Identifying Competitive Advantage FXL’s competitive advantage is manifest in its pricing power, high ROE and high margins.

“You really want [a product] where, if they don’t have it in stock, you want to go across the street to get it – a differentiated product” – Warren Buffett

Competitive advantage allows a company to sustainably generate excess returns. It is generally evident through: (i) pricing power; (ii) ROE; and (iii) margins. FXL manifests these financial indicators.

However, investors should distinguish between competitive advantage and operational efficiency.

Operational efficiency means a company is better than rivals at similar activities.

Competitive advantage means a company is performing better than rivals by: (i) doing different activities; or (ii) performing similar activities in different ways. Only sustainable competitive advantage sustains excess returns.

We believe FXL enjoys competitive advantage because its business model is unique.

Sources of FXL’s Competitive Advantage The basis of competition is a total customer solutions approach (ie. product bundles, loaners etc), not price.

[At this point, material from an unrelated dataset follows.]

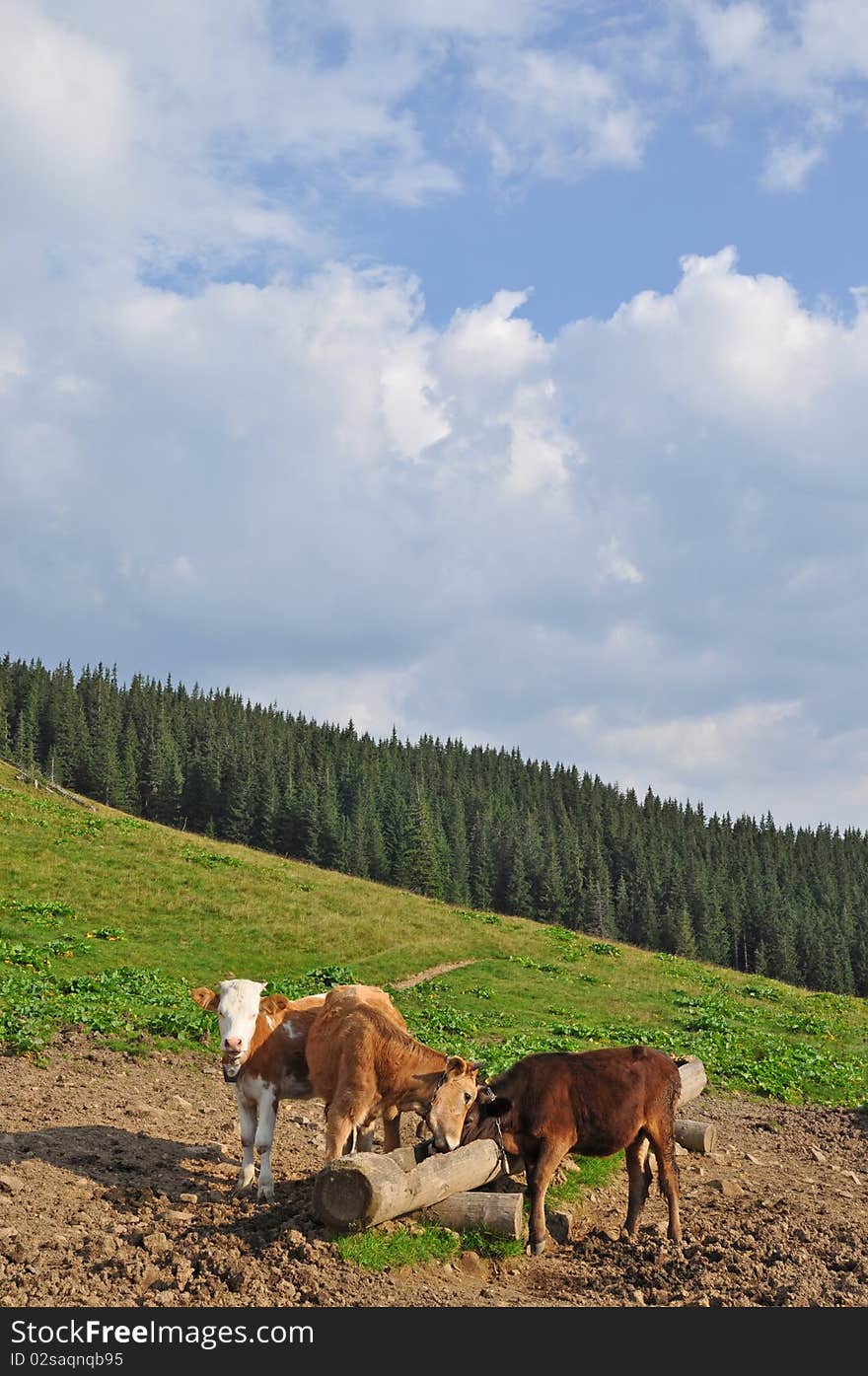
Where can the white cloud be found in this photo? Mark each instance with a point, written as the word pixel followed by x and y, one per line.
pixel 615 564
pixel 556 117
pixel 788 164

Sources of FXL’s competitive advantage are:

Switching costs. Retail channel partners who switch away from FXL face both indirect opportunity costs (sales staff training and engagement, direct marketing campaigns, bundled deals etc.) and direct costs (lost sales volume).

Distribution channels. It is difficult for any competitor to replicate:

– long standing/exclusive relationship with HVN; – ownership of Certegy channel; – diversified retail distribution channels.

Differentiated product. Refer “Corporate Strategy”.

Sales and marketing core competency. Selling retail structured finance and managing receivables are FXL’s core competencies.

Customer database. FXL has data on over 1M customers. Approx. 30% of FXL’s deals by value are repeat customer sales.

Technology. FXL has a bespoke IT platform used for marketing and rewards programs (“Flexichips”).

Revenue and funding model. FXL enjoys a funding structure that funders are not likely to replicate. Refer “revenue and funding model” below.

Compliance processes. Privacy, consumer credit and tax codes have been developed over time.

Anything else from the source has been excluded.